Despite unlocking the code to game show success, Friedman says it hasn’t kept them from attempting to reinvent “the Wheel” every so often. They’ve added in shows such as the “Greatest of All Time” tournament on “Jeopardy!,” which featured three “Jeopardy!” all-stars: Ken Jennings, Brad Rutter, and James Holzhauer.

“We’ve added a lot of little different things to the shows, especially with Wheel,” Friedman said. “Certain risks and rewards. But our audience has always embraced the changes.” 

‘Jeopardy!’ & ‘Wheel’ Bring Together Viewers of All Generations

In addition, Friedman says that the shows have brought together the die-hard fans (mostly older generations) with the younger millennials. For instance, Friedman says that many millennials have been watching both shows “with their grandparents.” 

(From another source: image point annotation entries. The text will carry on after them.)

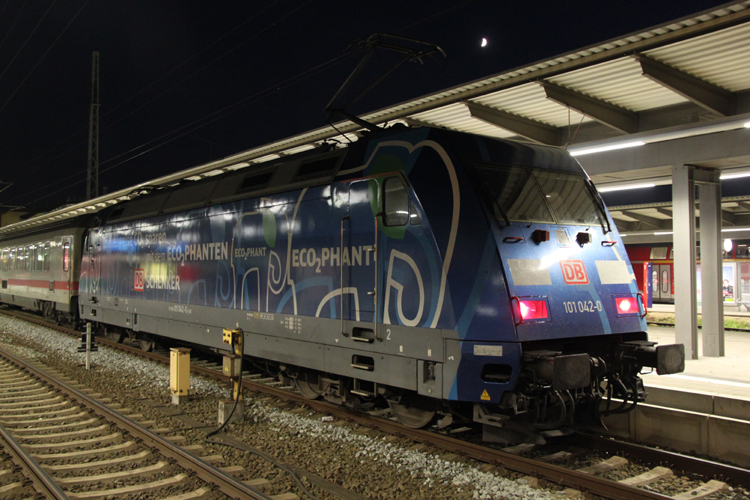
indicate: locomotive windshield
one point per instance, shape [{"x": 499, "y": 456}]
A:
[{"x": 535, "y": 195}]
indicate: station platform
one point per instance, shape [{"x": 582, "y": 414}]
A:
[
  {"x": 727, "y": 375},
  {"x": 704, "y": 410}
]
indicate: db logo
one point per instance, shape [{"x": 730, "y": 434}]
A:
[
  {"x": 138, "y": 280},
  {"x": 574, "y": 273}
]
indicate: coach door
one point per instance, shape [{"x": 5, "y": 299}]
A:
[
  {"x": 661, "y": 282},
  {"x": 94, "y": 261},
  {"x": 357, "y": 259},
  {"x": 67, "y": 263}
]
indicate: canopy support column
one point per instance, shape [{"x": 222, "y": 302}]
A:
[
  {"x": 685, "y": 306},
  {"x": 712, "y": 294}
]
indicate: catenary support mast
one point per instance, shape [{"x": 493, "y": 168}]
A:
[{"x": 92, "y": 179}]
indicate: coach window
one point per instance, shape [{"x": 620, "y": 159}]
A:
[
  {"x": 396, "y": 203},
  {"x": 46, "y": 256},
  {"x": 27, "y": 258},
  {"x": 39, "y": 257},
  {"x": 66, "y": 257}
]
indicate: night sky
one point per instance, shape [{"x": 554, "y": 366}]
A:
[{"x": 186, "y": 82}]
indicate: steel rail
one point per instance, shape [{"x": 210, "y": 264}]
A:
[
  {"x": 549, "y": 472},
  {"x": 208, "y": 473},
  {"x": 693, "y": 465},
  {"x": 43, "y": 482}
]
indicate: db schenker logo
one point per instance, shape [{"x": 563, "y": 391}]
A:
[
  {"x": 139, "y": 280},
  {"x": 574, "y": 272}
]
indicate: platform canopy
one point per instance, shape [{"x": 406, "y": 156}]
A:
[{"x": 684, "y": 79}]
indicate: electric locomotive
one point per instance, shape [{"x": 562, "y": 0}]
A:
[{"x": 447, "y": 273}]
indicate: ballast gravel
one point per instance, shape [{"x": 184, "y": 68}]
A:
[{"x": 375, "y": 467}]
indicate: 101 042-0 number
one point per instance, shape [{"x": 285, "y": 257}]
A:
[{"x": 583, "y": 306}]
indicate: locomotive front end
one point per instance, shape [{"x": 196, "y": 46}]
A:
[{"x": 576, "y": 321}]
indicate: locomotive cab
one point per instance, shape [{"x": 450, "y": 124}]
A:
[{"x": 578, "y": 317}]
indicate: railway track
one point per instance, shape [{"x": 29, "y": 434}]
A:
[
  {"x": 536, "y": 470},
  {"x": 92, "y": 451}
]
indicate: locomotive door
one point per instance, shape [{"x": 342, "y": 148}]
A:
[{"x": 357, "y": 258}]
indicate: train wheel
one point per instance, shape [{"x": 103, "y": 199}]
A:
[
  {"x": 412, "y": 416},
  {"x": 307, "y": 384},
  {"x": 147, "y": 342},
  {"x": 114, "y": 334}
]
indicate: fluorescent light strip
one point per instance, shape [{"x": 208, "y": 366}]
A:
[
  {"x": 735, "y": 176},
  {"x": 623, "y": 188},
  {"x": 611, "y": 147}
]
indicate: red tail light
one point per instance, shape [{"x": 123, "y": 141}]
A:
[
  {"x": 630, "y": 306},
  {"x": 626, "y": 305},
  {"x": 533, "y": 309}
]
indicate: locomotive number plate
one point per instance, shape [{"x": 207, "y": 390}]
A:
[
  {"x": 488, "y": 350},
  {"x": 583, "y": 306}
]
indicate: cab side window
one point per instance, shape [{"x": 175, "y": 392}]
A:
[{"x": 396, "y": 203}]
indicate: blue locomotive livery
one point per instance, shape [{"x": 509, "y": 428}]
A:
[{"x": 446, "y": 273}]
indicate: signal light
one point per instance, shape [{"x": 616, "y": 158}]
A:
[{"x": 533, "y": 309}]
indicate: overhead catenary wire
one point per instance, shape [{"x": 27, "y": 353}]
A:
[
  {"x": 191, "y": 127},
  {"x": 13, "y": 24},
  {"x": 18, "y": 52},
  {"x": 224, "y": 111},
  {"x": 20, "y": 85},
  {"x": 203, "y": 68}
]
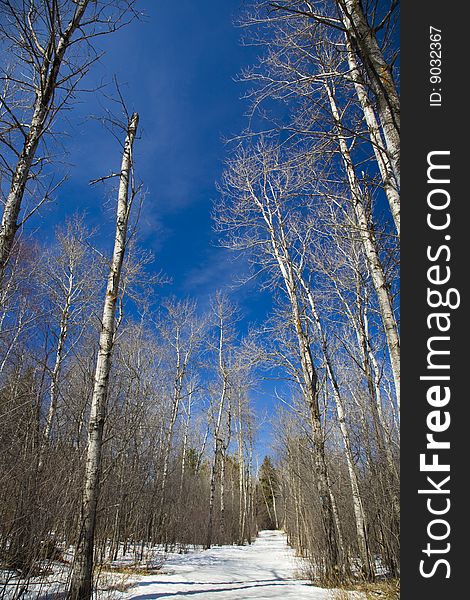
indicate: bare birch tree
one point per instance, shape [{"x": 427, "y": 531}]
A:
[
  {"x": 81, "y": 584},
  {"x": 52, "y": 46}
]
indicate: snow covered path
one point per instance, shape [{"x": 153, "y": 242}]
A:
[{"x": 263, "y": 570}]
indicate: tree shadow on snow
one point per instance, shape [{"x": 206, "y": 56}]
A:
[{"x": 202, "y": 592}]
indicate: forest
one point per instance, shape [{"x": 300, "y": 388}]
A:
[{"x": 129, "y": 417}]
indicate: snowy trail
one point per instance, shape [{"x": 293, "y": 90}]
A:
[{"x": 263, "y": 570}]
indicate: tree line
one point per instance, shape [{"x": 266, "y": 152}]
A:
[{"x": 126, "y": 420}]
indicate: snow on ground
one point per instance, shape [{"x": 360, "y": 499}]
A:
[{"x": 263, "y": 570}]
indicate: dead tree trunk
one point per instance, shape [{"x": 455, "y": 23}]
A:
[
  {"x": 370, "y": 249},
  {"x": 362, "y": 37},
  {"x": 81, "y": 583},
  {"x": 51, "y": 58}
]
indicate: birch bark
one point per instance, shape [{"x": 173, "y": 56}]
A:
[{"x": 82, "y": 573}]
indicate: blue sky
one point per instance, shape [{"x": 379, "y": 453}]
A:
[{"x": 177, "y": 68}]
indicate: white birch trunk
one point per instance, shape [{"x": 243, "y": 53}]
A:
[
  {"x": 81, "y": 583},
  {"x": 370, "y": 251},
  {"x": 52, "y": 58},
  {"x": 390, "y": 184},
  {"x": 362, "y": 36}
]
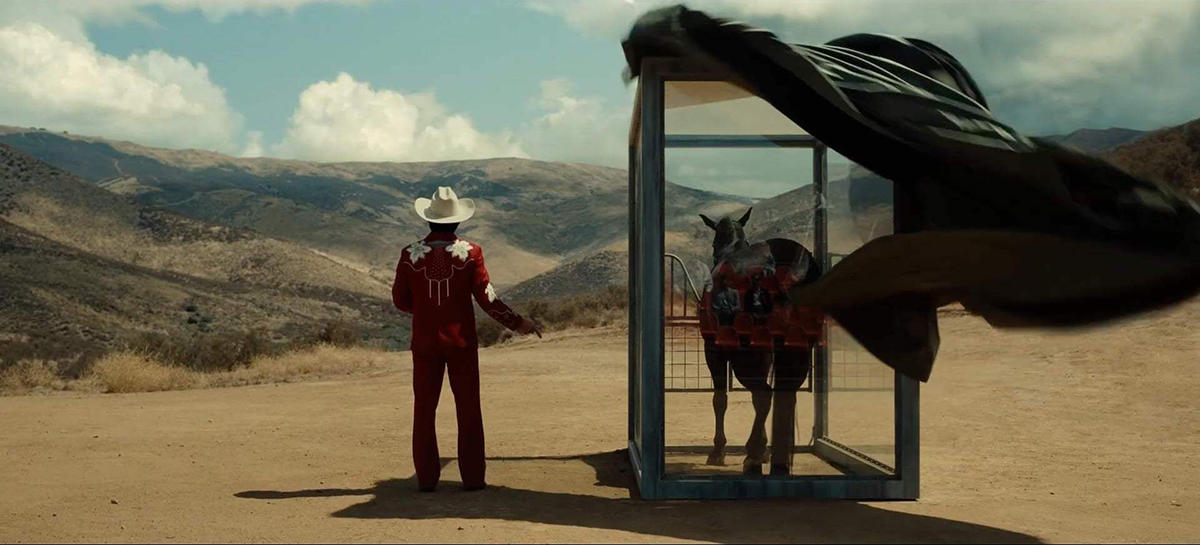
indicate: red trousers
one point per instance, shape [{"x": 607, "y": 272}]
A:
[{"x": 429, "y": 367}]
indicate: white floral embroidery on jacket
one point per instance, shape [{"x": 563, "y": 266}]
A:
[
  {"x": 460, "y": 249},
  {"x": 417, "y": 251}
]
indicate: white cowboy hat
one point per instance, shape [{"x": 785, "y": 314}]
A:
[{"x": 444, "y": 207}]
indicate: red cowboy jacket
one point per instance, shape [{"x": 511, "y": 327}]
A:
[{"x": 436, "y": 279}]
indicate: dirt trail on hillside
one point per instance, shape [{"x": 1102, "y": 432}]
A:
[{"x": 1026, "y": 437}]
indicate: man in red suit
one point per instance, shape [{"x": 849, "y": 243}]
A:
[{"x": 436, "y": 279}]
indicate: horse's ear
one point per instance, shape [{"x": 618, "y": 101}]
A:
[{"x": 745, "y": 217}]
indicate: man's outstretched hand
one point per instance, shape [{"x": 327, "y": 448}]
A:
[{"x": 527, "y": 327}]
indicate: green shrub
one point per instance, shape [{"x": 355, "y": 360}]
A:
[
  {"x": 340, "y": 333},
  {"x": 204, "y": 352}
]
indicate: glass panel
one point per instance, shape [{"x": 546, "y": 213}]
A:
[
  {"x": 723, "y": 184},
  {"x": 720, "y": 108},
  {"x": 862, "y": 407},
  {"x": 635, "y": 325}
]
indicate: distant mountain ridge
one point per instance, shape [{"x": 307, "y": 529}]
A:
[
  {"x": 1169, "y": 155},
  {"x": 1097, "y": 139},
  {"x": 533, "y": 215}
]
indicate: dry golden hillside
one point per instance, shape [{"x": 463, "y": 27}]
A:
[{"x": 85, "y": 270}]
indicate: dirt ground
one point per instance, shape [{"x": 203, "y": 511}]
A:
[{"x": 1026, "y": 437}]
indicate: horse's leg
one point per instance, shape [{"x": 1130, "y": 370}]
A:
[
  {"x": 720, "y": 402},
  {"x": 783, "y": 431},
  {"x": 791, "y": 371},
  {"x": 718, "y": 371},
  {"x": 756, "y": 447}
]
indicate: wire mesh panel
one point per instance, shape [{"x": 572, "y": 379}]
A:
[{"x": 684, "y": 365}]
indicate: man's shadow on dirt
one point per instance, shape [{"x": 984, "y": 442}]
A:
[{"x": 726, "y": 521}]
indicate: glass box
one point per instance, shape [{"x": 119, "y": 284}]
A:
[{"x": 732, "y": 393}]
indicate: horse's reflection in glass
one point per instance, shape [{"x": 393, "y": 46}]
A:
[{"x": 748, "y": 325}]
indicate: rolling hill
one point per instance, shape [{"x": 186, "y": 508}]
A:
[
  {"x": 1097, "y": 141},
  {"x": 1169, "y": 155},
  {"x": 85, "y": 270},
  {"x": 533, "y": 215}
]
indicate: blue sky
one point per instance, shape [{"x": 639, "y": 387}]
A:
[
  {"x": 484, "y": 59},
  {"x": 450, "y": 79}
]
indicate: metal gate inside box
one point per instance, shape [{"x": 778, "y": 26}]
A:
[{"x": 856, "y": 420}]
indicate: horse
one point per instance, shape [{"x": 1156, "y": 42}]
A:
[{"x": 751, "y": 280}]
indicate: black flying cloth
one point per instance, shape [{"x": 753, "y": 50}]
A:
[{"x": 1020, "y": 231}]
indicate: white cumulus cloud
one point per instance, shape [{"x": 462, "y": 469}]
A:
[
  {"x": 1045, "y": 66},
  {"x": 347, "y": 120},
  {"x": 577, "y": 129},
  {"x": 153, "y": 97}
]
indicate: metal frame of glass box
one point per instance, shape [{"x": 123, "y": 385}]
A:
[{"x": 865, "y": 478}]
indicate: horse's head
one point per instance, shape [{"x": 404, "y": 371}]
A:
[{"x": 729, "y": 234}]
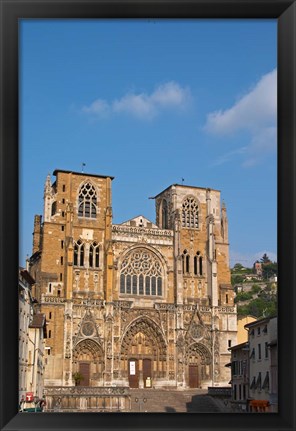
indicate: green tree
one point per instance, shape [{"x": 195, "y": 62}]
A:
[
  {"x": 265, "y": 259},
  {"x": 255, "y": 289}
]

“I think a lot of that is thanks to our growing social media footprint,” he said. “Our ‘Wheel Watchers’ club is very active, and at Jeopardy.com there are all kind of ways to interact with the brand. We have a feature called the J! Effect, where people talk about the show has affected them, whether as a viewer or a contestant.”

In May, after spending two decades at the helm, Friedman plans to retire to spend more time with his family. Even though he looks forward to life after game shows, he’ll miss being able to help loyal viewers continue to have a special bond with the shows. 

“The staff on both shows understand that there is a special bond between us and the audience,” he confessed. “They rely on us to deliver good, solid family programming that’s fun, challenging and reliable .. .but never predictable.”